Makam-ı İbrahim'in, bir çok delil olması da bir çok delili kapsaması itibariyledir. Çünkü, onun bastığı sert kayaya ayak izlerinin çıkması, ayaklarının topuklarına kadar bu kayaya gömülmesi, yalnız bu kaya parçasının yumuşatılmış olması,
geçmiş Peygamberlerin mucizeleri içinde yalnız bunun baki kalması, pek çok düşmana rağmen binlerce seneden beri bu izlerin korunması başlı başına birer delil ve mucizedir. (Ebüssuûd, Fahreddin er-Râzî, Elmalılı, Âşûr)
وَمَنْ دَخَلَهُ كَانَ اٰمِناًۜ
وَ istînâfiyyedir. Cümle şart üslubunda gelmiş faide-i haber ibtidaî kelamdır.
دَخَلَهُ şart fiilidir. Cevap cümlesi كَانَ’nin dahil olduğu isim cümlesidir.
Şart ve cevap cümlelerinden oluşan terkip veya şart cümlesi مَنْ ,دَخَلَهُ ’in haberidir.
“Kim oraya girerse emin olur.” cümlesi, lafzen haber ifade etse de emir manası taşımaktadır. Anlamı şöyledir: “Kim, Mescid-i Haram’a girerse siz ona emniyet verin.” (Medine Balcı, Dergâhu’l Kur’an)

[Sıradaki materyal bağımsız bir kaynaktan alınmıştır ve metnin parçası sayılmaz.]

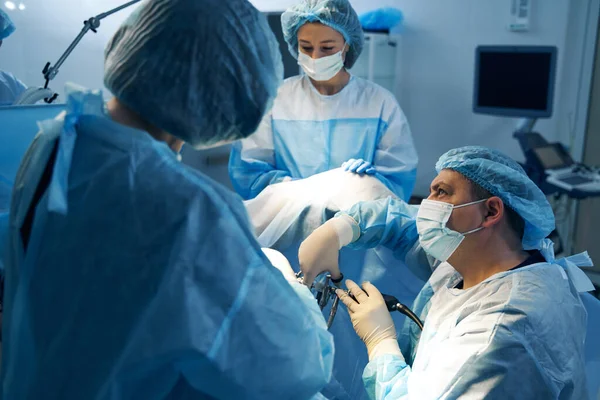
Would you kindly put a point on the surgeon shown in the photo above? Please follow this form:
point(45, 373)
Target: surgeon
point(132, 276)
point(10, 87)
point(326, 118)
point(503, 318)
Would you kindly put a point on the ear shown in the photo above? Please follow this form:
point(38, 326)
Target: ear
point(494, 212)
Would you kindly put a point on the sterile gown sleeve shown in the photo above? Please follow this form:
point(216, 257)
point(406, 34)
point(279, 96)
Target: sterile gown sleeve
point(396, 157)
point(466, 365)
point(390, 223)
point(252, 163)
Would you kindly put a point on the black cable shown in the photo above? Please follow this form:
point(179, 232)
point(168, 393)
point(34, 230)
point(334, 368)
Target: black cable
point(393, 304)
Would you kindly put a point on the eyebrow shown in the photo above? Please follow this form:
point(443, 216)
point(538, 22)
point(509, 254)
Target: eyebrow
point(438, 184)
point(323, 42)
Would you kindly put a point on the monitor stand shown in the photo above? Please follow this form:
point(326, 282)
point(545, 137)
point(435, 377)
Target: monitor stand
point(526, 125)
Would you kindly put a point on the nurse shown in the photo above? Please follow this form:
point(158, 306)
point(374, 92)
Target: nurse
point(326, 118)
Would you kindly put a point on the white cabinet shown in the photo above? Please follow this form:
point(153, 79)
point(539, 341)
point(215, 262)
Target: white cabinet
point(378, 61)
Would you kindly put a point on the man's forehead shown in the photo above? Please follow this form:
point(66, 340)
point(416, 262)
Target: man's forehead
point(450, 178)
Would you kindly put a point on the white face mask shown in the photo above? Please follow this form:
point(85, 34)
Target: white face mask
point(321, 69)
point(436, 239)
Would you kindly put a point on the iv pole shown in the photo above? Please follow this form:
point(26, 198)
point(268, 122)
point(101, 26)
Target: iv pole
point(91, 24)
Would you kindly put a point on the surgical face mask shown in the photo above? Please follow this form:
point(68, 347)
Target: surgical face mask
point(434, 236)
point(324, 68)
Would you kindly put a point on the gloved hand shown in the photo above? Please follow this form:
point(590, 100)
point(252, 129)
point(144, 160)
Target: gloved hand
point(320, 253)
point(369, 314)
point(358, 166)
point(281, 263)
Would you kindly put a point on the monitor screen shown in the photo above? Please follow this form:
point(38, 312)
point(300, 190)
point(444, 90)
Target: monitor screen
point(551, 158)
point(515, 81)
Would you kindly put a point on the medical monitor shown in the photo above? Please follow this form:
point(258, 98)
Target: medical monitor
point(515, 81)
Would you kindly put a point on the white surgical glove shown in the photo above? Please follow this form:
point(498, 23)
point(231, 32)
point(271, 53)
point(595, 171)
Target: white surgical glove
point(281, 263)
point(370, 318)
point(320, 251)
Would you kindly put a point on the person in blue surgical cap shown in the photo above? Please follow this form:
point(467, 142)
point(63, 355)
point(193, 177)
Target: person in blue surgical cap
point(326, 118)
point(502, 317)
point(10, 87)
point(132, 276)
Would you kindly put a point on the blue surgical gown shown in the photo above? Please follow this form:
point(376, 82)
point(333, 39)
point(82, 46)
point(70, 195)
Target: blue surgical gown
point(518, 334)
point(10, 88)
point(149, 284)
point(307, 133)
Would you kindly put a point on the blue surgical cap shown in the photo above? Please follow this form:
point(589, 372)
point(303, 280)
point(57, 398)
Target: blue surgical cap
point(204, 71)
point(337, 14)
point(503, 177)
point(6, 25)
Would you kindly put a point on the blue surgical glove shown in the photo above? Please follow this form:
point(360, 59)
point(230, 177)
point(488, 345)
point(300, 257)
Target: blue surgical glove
point(358, 166)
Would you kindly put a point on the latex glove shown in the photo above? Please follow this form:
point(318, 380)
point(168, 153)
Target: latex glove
point(320, 253)
point(281, 263)
point(369, 315)
point(358, 166)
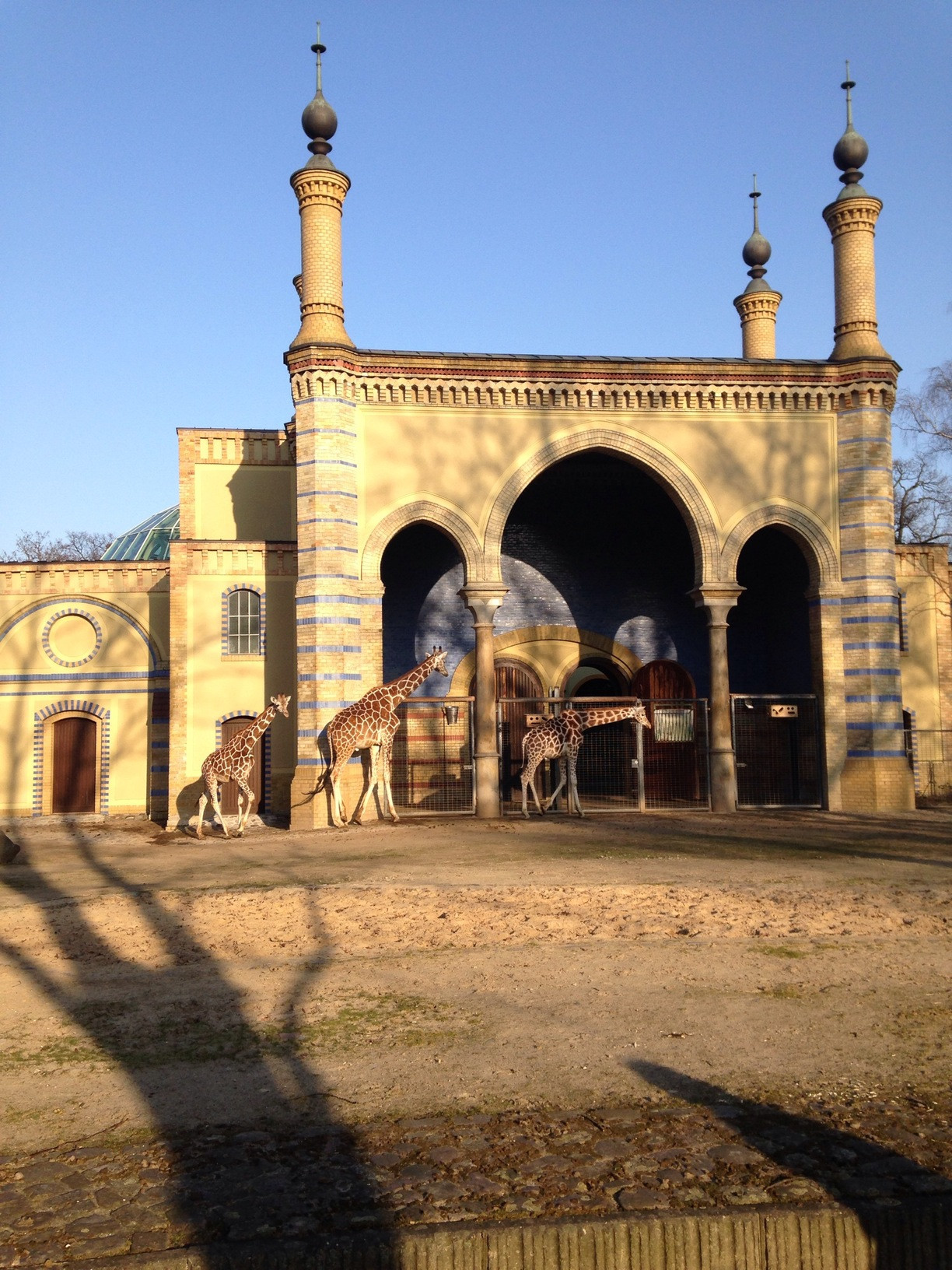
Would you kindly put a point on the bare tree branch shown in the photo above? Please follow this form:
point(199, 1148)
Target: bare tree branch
point(928, 414)
point(38, 548)
point(922, 500)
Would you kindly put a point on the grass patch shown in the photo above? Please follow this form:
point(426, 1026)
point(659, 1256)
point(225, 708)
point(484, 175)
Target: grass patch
point(122, 1037)
point(781, 950)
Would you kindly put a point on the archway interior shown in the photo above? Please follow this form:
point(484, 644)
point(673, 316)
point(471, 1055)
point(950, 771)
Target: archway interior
point(593, 544)
point(768, 633)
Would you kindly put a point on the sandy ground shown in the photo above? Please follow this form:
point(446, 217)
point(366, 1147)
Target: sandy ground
point(150, 982)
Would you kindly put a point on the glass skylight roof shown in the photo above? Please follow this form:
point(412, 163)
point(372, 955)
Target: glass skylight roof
point(149, 540)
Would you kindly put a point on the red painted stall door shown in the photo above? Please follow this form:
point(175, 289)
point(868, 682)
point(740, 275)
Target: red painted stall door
point(75, 765)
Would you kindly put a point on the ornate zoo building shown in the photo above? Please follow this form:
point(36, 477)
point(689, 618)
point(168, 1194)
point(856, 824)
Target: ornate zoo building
point(713, 535)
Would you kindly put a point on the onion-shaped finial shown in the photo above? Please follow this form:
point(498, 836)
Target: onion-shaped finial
point(757, 249)
point(851, 152)
point(319, 120)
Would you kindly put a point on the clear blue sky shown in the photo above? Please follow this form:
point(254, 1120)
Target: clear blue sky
point(528, 176)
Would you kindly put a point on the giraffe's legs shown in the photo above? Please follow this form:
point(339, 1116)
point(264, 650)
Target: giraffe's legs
point(249, 799)
point(369, 784)
point(574, 787)
point(527, 779)
point(338, 812)
point(202, 804)
point(215, 791)
point(560, 787)
point(386, 757)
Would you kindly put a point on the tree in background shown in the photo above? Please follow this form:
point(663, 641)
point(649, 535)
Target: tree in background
point(923, 486)
point(40, 548)
point(922, 500)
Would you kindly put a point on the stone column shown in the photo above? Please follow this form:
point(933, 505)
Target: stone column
point(719, 598)
point(482, 602)
point(852, 225)
point(320, 196)
point(758, 321)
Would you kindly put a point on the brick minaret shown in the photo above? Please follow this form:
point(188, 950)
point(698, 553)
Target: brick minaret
point(331, 609)
point(876, 774)
point(758, 303)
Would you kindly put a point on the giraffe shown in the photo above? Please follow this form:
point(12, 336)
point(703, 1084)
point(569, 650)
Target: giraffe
point(234, 763)
point(560, 737)
point(371, 724)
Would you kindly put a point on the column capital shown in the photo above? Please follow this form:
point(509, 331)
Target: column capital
point(717, 598)
point(482, 600)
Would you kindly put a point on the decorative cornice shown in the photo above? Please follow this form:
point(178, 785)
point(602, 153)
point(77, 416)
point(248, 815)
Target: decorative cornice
point(590, 384)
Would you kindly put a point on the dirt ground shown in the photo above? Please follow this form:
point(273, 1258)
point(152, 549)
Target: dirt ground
point(152, 983)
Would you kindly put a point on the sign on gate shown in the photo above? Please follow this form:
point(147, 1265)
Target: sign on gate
point(777, 747)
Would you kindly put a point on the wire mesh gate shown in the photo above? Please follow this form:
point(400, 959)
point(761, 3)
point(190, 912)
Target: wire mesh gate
point(622, 766)
point(432, 765)
point(777, 747)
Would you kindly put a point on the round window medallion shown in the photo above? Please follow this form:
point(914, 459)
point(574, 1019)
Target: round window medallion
point(72, 638)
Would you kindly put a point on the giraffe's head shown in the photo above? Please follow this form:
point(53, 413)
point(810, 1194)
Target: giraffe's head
point(640, 713)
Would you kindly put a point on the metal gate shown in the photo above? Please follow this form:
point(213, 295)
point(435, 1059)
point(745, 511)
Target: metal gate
point(622, 766)
point(432, 766)
point(777, 747)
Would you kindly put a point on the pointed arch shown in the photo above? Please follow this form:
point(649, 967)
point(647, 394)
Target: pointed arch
point(807, 532)
point(656, 462)
point(423, 512)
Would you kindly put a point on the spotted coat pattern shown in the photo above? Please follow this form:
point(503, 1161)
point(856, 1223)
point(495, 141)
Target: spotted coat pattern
point(560, 737)
point(234, 763)
point(371, 724)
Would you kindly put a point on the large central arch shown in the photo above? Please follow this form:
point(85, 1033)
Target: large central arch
point(686, 494)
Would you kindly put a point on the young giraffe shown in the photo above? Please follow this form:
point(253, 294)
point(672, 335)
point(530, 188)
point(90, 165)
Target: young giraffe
point(560, 737)
point(371, 724)
point(234, 763)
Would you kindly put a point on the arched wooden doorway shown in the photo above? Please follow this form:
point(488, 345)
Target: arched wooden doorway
point(75, 760)
point(673, 760)
point(255, 777)
point(518, 693)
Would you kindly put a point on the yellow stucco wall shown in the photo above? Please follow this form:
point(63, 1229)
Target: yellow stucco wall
point(464, 458)
point(104, 653)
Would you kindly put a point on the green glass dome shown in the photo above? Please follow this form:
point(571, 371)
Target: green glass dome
point(149, 540)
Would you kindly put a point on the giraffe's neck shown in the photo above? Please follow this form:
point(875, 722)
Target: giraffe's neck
point(408, 683)
point(262, 723)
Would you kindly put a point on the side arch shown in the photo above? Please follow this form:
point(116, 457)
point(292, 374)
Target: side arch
point(656, 462)
point(42, 777)
point(803, 528)
point(423, 510)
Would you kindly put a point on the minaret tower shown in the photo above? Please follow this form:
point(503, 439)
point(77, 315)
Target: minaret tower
point(876, 775)
point(335, 621)
point(852, 224)
point(320, 191)
point(758, 303)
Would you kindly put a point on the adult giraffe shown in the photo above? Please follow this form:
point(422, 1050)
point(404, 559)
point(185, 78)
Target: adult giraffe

Kişi her türlü suçu işledikten sonra Harem’e sığınacak olsa orada ona dokunulmazdı. Ömer (ra) bu konuda “Orada babamın katilini yakalama imkânını bulsam, oradan çıkıncaya kadar kendisine dokunmam.” derken, Ebu Hanife Rahimehullah da şöyle demiştir: “Bir kimse haremin dışında birini öldürmek, dinden çıkmak veya zina etmek suretiyle öldürülmeyi hak etse ve daha sonra Harem’e sığınsa ona orada dokunulmaz. Oradan çıkmak zorunda kalması için sadece kendisine barınma, yeme ve içmede yardım edilmez ve onunla alışveriş yapılmaz.” (Keşşâf, Ebüssuûd, Fahreddin er-Râzî)
وَلِلّٰهِ عَلَى النَّاسِ حِجُّ الْبَيْتِ مَنِ اسْتَطَاعَ اِلَيْهِ سَب۪يلاًۜ
وَ istînâfiyyedir. İsim cümlesi formunda, faide-i haber ibtidaî kelamdır.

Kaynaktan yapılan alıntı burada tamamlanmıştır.